A strategy against resistance
Van Opijnen’s collaboration isn’t the only team working toward a genetic warning system for resistant bacteria. Julian Parkhill, the group leader at the Parkhill Group at the Sanger Institute, and his team are conducting genome-wide association studies (GWAS) on large populations of resistant bacteria to try and associate specific mutations with resistance. GWAS allows for the examination of all genetic changes, no matter how many there are.
“There are numerous different pathways to resistance,” Parkhill said. “And hopefully by taking this kind of top-down approach, then you don’t pre-judge that. You just find all the genetic changes that are associated and some of them will be known and some of them will be novel, which leads you in different directions as to what’s causing resistance.”
This kind of knowledge could have impacts at the level of the individual patient and societally as well.

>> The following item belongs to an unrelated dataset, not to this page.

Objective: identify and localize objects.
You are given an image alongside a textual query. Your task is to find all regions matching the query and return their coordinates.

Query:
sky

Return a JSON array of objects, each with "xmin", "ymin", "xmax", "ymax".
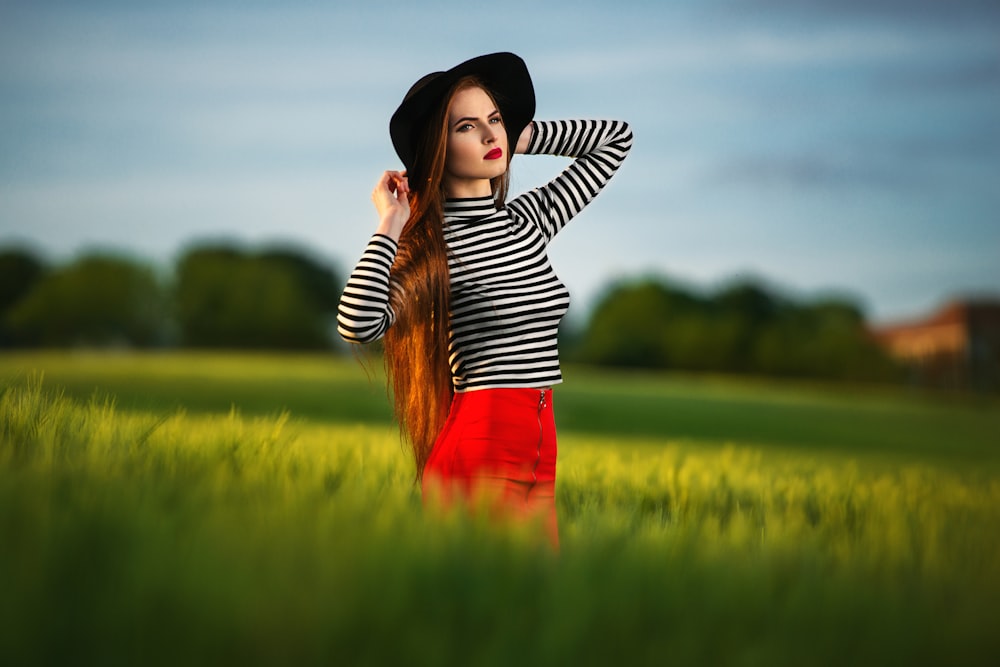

At the patient level, van Opijnen envisions a future where he can sequence a bacterium causing someone’s infection and see if it’s already partway down the path of resistance. If it is, doctors could use an alternative antibiotic. That would mean less time wasted on treatments that don’t work and less chance that the infection becomes life-threatening.
“The rate of change of genomics is stunning,” Parkhill said. “And I don’t think it’s unreasonable to think that there will be point of care sequencing in a short time frame. What that enables us to do is not just ask what antibiotics is this organism resistant to and therefore we shouldn’t use, but also conversely what antibiotics is this organism sensitive to and, therefore, which ones we can use.”
At a societal level, once we know the genetic steps to resistance, we could conceivably begin a surveillance system for pre-superbugs. Hospitals routinely sample their facilities for resistant bacteria. Collating those genetic data from across the country or around the world could help scientists catch trends in emerging resistance; with that knowledge, medical officials could temporarily restrict certain antibiotics until the trend reverses.
In many ways, these genomic experiments are bringing us back to the basics of bacteria physiology — which we had taken for granted that we had a handle on until antibiotics stopped working.
And with the fast pace of evolution, it will be a strategy of combatting resistance that will have to be ongoing.
“There will always be new mechanisms arising,” Parkill said. “We’re not going to do all of our experiments now and say, ‘That is a finished data set, and we’ll use that to predict for the rest of time.’ What we’ll say is, ‘This is our best prediction at the moment.’ Obviously we have to maintain vigilance and constantly test new examples of strains to look for new resistance mechanisms, which we know will arise.”